Dr Michelle Bloor
Environmental Science Programme Manager
I am an environmental engineer involved in the investigation of aquatic ecotoxicology and pollution remediation. The International GAMTOX working group, which I am a member is currently developing a standardised suite of ecotoxiciology tests using Gammarus spp. Gammarus spp. contains more than 200 freshwater, brackish and marine species in the Northern hemisphere and they are important bioindicators for water quality assessment. In the UK Gammarus pulex (freshwater shrimp) are commonly found in clean freshwater systems and this species has been the focus of my research for the past ten years at the Universities of Portsmouth and Southampton.
Research funded by Cleanaway Waste Management Company - University of Southampton
A standard environmental assessment and pollution control methodology was developed to monitor and reduce the impact of leachate discharge on receiving waters. A landfill site in South Waleswas used as a case study for the investigation.
Research funded by the EU’s 6th Framework Programme - University of Southampton
My role within the CROPGEN project was to develop a standardised small-scale biochemical methane potential (BMP) test and determine the BMP values for an array of crops, in order to establish their energy potential.
Research funded by the Scottish Government – Marine Scotland Science (Fisheries Research Service)

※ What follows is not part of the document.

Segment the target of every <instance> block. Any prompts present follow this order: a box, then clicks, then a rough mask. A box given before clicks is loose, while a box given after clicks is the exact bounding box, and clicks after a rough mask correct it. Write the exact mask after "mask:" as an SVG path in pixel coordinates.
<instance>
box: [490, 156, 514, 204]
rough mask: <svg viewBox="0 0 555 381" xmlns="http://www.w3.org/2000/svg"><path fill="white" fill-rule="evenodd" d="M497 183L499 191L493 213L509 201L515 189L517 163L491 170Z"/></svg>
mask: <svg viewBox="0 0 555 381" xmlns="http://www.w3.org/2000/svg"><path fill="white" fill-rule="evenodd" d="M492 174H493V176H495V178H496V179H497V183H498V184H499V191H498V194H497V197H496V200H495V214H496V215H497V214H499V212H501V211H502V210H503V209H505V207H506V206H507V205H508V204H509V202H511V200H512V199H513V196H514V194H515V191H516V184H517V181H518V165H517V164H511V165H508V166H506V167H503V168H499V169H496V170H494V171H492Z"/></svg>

I was involved with several projects in the areas of Fishery Science, Freshwater Biology and Hydrology. These studies included, identifying environmental bottlenecks for fish populations in heavily impacted agricultural catchments; the influence of invertebrate drift on fish productivity and growth and the impact of acidification and climate change on fish productivity and growth.
Research funded by the Start up Fund - University of Portsmouth
The term ‘invertebrate drift’ describes the downstream dispersal in the water column of benthic invertebrates that usually live on or amongst the substratum of streams and rivers. Interest in this phenomenon greatly increased when it was shown independently in several countries that downstream dispersal followed a diel rhythmic pattern with most taxa drifting downstream chiefly at night. This early work stimulated many investigations on the mechanisms responsible for invertebrate drift, the role of drift as a dispersal mechanism, and the importance of drift as food for fish, especially salmonids. There are now over 500 publications in this field and several excellent reviews.